The Fisher Exact Test gives exact p-values for $2 \times 2$ contingency tables, where samples from $2$ different treatments can be classified in $2$ different ways. In the case of this paper, an input from $2$ different models is classified into correct or incorrect based on the user’s response. Fisher’s Exact Test then tells us how likely the particular assignment of values to each cell are, with the null hypothesis being independence of all categories. It is a special case of the chi-squared test but works for all sample sizes.
The results show that decision trees are more simulatable and “what-if” locally explainable than logistic regression or neural network models. However, the results did not find evidence for logistic regression to be more locally interpretable than neural network models.
Visual comparison of the plots of accuracy vs. operation count across all three tasks (simulatability, “what-if” local explainability and local interpretability, the last of which simply measures how many users got both of the previous tasks right), shows that they are correlated. Also graphed was the time taken vs. the operation count, and the accuracy vs. the time taken.
The authors point out how this metric may be used to assess the interpretability of a model without a user study.
This is a neat paper which attempt to quantitatively validate a hypothesis that most people would lend credence to being true. Operation count is of course a very crude way to approximate interpretability, and is absolutely unfeasible for the mammoth network sizes that power today’s models. The paper also doesn’t attempt to answer questions regarding interpretability for different models with similar operation counts. Is a large decision tree equally as interpretable as a small neural network? The graphs seem to show that the mean operation counts across the three model types are significantly different. I would have liked to see how interpretability is affected when the operation counts for different model types are similar.

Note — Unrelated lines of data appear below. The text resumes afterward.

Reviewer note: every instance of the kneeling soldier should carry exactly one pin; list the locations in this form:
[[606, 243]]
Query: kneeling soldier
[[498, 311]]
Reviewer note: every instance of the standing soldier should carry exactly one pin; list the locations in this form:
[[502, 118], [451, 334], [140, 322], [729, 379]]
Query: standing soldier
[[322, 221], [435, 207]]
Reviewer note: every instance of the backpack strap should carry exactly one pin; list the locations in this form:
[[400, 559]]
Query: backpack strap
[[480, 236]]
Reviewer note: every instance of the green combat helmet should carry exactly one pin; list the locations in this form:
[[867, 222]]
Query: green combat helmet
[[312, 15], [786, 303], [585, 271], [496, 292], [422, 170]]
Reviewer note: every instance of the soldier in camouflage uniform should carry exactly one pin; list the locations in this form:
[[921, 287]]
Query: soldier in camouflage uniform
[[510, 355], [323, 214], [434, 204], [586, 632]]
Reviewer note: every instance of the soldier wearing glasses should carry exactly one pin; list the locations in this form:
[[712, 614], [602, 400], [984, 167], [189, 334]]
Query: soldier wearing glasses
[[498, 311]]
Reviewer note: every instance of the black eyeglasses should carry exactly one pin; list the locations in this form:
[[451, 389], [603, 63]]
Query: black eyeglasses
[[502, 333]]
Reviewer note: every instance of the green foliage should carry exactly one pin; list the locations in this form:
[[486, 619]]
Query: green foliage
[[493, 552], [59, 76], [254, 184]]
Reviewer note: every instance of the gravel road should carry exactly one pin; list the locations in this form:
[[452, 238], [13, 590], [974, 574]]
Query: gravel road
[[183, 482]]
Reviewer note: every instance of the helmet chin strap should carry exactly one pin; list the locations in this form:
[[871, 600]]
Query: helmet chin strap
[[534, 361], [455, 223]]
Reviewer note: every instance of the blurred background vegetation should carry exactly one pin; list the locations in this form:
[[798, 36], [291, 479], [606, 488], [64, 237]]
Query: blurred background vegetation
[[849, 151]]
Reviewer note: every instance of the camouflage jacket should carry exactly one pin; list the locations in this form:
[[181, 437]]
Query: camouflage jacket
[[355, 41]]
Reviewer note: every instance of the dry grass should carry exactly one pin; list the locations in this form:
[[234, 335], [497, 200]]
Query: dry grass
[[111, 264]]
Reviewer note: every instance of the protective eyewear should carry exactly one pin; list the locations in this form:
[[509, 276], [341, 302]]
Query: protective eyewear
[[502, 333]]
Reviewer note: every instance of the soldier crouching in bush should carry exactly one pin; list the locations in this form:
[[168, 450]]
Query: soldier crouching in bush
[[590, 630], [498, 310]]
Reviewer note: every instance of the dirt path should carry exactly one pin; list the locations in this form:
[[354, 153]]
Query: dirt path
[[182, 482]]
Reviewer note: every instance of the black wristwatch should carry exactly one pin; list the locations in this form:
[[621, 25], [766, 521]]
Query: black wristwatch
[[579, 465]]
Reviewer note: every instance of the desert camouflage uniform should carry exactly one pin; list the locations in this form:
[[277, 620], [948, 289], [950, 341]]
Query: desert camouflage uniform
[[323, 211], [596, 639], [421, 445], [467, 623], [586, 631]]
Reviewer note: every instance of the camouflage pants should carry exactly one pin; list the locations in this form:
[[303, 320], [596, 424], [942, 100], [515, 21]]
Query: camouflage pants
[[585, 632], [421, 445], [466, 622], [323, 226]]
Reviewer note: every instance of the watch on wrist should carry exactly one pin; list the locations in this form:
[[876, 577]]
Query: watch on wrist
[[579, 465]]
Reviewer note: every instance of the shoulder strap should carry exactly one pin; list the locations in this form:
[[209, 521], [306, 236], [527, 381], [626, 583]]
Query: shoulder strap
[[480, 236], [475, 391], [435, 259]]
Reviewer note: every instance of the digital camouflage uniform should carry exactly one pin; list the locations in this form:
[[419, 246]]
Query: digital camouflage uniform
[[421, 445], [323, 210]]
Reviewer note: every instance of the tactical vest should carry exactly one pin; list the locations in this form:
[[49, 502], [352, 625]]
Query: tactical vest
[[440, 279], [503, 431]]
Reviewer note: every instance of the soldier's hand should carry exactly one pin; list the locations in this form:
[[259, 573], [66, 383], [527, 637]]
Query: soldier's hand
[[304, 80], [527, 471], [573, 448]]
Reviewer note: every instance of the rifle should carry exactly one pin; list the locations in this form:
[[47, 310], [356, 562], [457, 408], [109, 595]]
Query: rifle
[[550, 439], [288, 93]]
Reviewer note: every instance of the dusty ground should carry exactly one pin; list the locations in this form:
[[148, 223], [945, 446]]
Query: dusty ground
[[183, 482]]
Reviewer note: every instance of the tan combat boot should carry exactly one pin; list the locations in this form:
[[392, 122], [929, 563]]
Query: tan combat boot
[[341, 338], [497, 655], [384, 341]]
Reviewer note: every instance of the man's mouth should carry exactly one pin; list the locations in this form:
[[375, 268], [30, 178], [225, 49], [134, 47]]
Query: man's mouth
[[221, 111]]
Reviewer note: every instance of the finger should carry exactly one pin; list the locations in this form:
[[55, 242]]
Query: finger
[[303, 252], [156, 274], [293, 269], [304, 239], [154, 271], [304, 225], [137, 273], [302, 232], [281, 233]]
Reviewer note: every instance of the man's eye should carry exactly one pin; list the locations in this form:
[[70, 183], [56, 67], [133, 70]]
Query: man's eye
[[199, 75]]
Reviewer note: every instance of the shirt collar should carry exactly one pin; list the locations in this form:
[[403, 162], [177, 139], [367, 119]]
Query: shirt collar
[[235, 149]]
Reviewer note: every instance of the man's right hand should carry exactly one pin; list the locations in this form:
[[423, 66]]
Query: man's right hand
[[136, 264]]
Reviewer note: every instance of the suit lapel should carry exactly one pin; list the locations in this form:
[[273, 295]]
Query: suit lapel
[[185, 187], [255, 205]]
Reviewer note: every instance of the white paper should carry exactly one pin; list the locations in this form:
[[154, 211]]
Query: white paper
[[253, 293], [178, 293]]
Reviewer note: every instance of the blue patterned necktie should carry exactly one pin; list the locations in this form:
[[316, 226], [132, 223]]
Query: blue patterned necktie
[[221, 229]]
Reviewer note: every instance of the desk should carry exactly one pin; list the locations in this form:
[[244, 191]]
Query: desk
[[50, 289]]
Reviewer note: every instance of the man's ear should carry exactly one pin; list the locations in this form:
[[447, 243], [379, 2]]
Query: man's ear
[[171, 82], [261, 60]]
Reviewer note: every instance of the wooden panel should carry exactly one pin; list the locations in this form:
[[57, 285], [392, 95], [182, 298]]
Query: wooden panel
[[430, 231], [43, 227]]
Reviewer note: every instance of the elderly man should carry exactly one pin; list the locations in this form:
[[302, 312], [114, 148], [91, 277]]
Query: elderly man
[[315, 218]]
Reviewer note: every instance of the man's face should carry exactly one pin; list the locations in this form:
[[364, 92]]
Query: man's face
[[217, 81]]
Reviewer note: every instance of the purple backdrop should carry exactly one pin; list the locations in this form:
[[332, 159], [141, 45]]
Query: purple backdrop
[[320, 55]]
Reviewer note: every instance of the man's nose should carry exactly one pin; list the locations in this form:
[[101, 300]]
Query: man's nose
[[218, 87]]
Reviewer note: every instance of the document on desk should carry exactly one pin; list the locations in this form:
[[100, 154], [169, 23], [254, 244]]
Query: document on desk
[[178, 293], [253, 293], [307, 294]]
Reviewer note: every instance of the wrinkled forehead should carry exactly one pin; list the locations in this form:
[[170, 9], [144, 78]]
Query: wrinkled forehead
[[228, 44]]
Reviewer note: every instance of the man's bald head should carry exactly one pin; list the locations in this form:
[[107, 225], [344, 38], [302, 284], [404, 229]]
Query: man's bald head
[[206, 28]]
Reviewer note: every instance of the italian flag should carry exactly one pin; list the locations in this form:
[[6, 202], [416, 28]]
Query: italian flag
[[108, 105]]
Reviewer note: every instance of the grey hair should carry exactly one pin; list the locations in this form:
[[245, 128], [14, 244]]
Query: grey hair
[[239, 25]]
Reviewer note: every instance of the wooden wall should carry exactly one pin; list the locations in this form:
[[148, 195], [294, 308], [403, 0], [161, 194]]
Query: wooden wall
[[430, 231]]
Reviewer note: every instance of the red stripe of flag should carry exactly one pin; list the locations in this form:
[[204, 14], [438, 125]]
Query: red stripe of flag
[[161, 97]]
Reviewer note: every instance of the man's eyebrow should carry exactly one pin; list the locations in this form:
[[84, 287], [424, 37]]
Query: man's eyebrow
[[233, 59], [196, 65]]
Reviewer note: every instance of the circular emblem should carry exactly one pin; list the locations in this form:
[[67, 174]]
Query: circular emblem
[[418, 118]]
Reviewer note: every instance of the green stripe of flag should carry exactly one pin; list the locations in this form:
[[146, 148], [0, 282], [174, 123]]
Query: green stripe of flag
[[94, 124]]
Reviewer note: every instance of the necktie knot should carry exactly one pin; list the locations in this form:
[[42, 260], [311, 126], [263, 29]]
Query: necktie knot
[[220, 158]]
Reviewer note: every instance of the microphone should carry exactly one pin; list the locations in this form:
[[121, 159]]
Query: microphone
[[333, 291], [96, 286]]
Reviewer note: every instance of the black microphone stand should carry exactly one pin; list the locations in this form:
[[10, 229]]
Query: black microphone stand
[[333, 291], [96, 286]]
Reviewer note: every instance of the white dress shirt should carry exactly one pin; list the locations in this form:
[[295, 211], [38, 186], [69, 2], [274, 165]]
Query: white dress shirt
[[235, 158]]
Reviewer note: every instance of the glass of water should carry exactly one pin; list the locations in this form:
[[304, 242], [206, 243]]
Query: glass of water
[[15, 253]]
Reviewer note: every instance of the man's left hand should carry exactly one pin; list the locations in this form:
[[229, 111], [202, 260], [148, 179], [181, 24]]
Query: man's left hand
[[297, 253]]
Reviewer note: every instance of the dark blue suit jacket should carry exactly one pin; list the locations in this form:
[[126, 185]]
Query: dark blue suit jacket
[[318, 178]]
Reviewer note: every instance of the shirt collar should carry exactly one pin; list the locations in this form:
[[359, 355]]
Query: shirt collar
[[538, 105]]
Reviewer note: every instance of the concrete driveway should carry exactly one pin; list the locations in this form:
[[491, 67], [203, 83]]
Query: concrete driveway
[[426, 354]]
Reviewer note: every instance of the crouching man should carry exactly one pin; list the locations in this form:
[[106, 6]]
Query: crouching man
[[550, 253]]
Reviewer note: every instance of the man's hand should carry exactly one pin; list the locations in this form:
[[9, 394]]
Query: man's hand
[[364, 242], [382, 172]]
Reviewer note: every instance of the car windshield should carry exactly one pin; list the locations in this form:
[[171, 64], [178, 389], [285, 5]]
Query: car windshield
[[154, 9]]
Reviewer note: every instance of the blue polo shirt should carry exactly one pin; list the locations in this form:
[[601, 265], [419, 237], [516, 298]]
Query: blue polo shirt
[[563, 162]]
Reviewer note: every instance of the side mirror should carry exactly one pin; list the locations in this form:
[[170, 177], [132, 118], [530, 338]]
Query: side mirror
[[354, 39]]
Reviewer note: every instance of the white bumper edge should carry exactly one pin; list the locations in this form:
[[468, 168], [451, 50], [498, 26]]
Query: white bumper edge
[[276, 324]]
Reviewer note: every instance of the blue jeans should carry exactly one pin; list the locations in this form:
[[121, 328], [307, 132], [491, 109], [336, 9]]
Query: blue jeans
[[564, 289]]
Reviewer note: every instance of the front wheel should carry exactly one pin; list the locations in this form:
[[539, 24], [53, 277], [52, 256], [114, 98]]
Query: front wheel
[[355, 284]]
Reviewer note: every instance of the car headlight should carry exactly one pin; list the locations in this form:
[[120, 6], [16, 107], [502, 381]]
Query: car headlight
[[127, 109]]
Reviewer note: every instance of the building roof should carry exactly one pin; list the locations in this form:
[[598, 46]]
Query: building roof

I also question whether brute calculation of the model to produce outputs is how most people would try to interpret a model. One can probably build some intuition from the feature weights and response curves to be able to make accurate predictions for the smaller model types without having to actually simulate the prediction function on paper. Nevertheless, it is a simple and good enough lower bound to start asking questions about interpretability.